NEW: malware developers added nuclear & biological weapons text to their spyware.
Goal? To trigger LLM safety refusals... so that their spyware wouldn't be analyzed by an AI security scanner.
Cleanest practical example I can think of for why over-indexing on first order safety alignment is risky.
When closed (and open) models ship with aggressive refusals, they will be sprinkled with second-order blindspots that attackers will discover...and exploit.
We are only in the earliest days of attackers leveraging these features, and it wouldn't surprise me if users systems that need to handle complex cybersecurity issues demand that models be less safety-blunted.
In the weeds: @SocketSecurity's post also shows why intention matters in how you design a malware analysis pipeline to avoid prompt manipulation.

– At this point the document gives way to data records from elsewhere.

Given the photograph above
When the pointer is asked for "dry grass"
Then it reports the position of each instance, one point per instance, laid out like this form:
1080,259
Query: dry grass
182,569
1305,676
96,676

H/T to colleagues that shared this with me
Would some kind soul who is less busy than me today please take a look at this in Fable?
I have a theory that even trying to analyze the text will generate a refusal but would love to see
And yep, looks like you get a refusal on Fable 5 for this
Thanks @TalBeerySec for looking
Friend, please play this game out a few turns and see where things are going.
Then inform yourself about working with open-weight models.
Fun thought: authors & artists seeking to preserve their original content from AI re-use could sprinkle WMD prompt language throughout their works.
Asking how to make a portable nuke in white font?
Image watermarking asking about making turbo ebola? File metadata in PDFs?